France
On our plates, there is everything...
even banned pesticides.
The NGO Générations Futures has detected the presence of dangerous molecules in our bodies. In cause: food imported from outside the EU.
They are forbidden in France and yet they are still found on our plates. Dangerous pesticide residues are present in our bodies, reveals a study by the NGO Générations Futures, published this Thursday, November 29th. This probably involves food imported from countries outside the European Union.
Thanks to a new and very advanced analysis method, the NGO tested the hair of its employees and about forty children. The cocktail of molecules found is astonishing: flurenol, mipafox, anthraquinone or ferimzone...
So many products with sweet names banned in France and in the European Union. Often used since the 1950s, these chemical compounds continue to spread in the environment, before reaching humans and animals.

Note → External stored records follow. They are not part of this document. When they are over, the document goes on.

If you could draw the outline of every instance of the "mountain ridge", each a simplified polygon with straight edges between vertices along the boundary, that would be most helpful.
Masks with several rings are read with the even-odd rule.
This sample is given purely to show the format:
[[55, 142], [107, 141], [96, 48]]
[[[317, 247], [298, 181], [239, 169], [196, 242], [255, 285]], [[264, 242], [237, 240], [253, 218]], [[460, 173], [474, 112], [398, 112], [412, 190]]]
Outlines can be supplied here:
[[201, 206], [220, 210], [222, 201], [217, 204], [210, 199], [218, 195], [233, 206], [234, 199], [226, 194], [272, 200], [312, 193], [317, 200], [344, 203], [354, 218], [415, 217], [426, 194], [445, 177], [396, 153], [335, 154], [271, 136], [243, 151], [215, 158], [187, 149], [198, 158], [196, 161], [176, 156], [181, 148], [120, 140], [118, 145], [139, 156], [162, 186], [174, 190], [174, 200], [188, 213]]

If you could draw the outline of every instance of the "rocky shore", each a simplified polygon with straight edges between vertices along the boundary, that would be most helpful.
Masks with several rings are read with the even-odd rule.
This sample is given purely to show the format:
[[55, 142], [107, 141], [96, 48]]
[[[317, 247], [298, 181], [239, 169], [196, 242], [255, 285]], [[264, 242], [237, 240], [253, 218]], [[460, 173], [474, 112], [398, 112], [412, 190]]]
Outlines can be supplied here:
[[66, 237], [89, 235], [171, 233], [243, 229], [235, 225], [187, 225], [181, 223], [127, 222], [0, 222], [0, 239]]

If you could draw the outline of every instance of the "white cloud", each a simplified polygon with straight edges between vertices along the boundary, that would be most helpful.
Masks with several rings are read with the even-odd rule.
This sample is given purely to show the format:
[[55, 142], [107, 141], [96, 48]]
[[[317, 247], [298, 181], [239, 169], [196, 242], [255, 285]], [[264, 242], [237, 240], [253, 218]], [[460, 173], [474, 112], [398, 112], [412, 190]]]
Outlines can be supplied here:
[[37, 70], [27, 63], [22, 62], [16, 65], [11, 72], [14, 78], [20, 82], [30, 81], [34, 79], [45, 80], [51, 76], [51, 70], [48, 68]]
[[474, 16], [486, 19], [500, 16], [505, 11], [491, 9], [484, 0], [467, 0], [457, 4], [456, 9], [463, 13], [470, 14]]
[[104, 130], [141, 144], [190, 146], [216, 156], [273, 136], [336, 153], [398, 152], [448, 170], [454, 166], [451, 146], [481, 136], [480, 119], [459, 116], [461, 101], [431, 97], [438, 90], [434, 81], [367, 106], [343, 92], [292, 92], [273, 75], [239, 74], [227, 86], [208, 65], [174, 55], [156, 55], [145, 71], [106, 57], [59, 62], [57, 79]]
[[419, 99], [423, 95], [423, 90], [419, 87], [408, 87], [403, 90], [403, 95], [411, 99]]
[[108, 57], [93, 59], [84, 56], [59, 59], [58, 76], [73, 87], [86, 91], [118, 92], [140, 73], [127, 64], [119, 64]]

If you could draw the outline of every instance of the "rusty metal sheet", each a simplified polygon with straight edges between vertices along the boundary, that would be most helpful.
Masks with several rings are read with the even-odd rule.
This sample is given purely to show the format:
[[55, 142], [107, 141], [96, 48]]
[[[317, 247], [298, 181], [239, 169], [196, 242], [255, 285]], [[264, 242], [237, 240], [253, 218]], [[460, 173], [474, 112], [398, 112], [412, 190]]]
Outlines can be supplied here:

"This clearly poses an important question, the association is concerned. That of the presence in our food of pesticide residues that are banned for use, often for reasons of dangerousness, etc., but which are nevertheless tolerated on our plates and probably often come from food from outside the Community."
Already, in October 2015, "L'Obs" had 63 strands of hair from a panel of children under the age of 12 tested. With appalling conclusions on endocrine disruptors and hormone-disrupting chemicals that could be found in it.
Control deficiencies
Considered as endocrine disruptors, i.e. substances likely to upset our hormonal system, they are suspected of being the cause of serious diseases: sterility, early puberty, genital malformations in boys, hormone-dependent cancers (breast and prostate), obesity, diabetes, neurodegenerative pathologies or behavioural disorders.
For Générations Futures, this alarming observation should push the fraud repression (DGCCRF) to provide finer data when it comes to pesticides in our food. For the time being, the DGCCRF only gives global information on these substances, without specifying the countries of origin of the fruits and vegetables, for example. This is clearly no longer sufficient.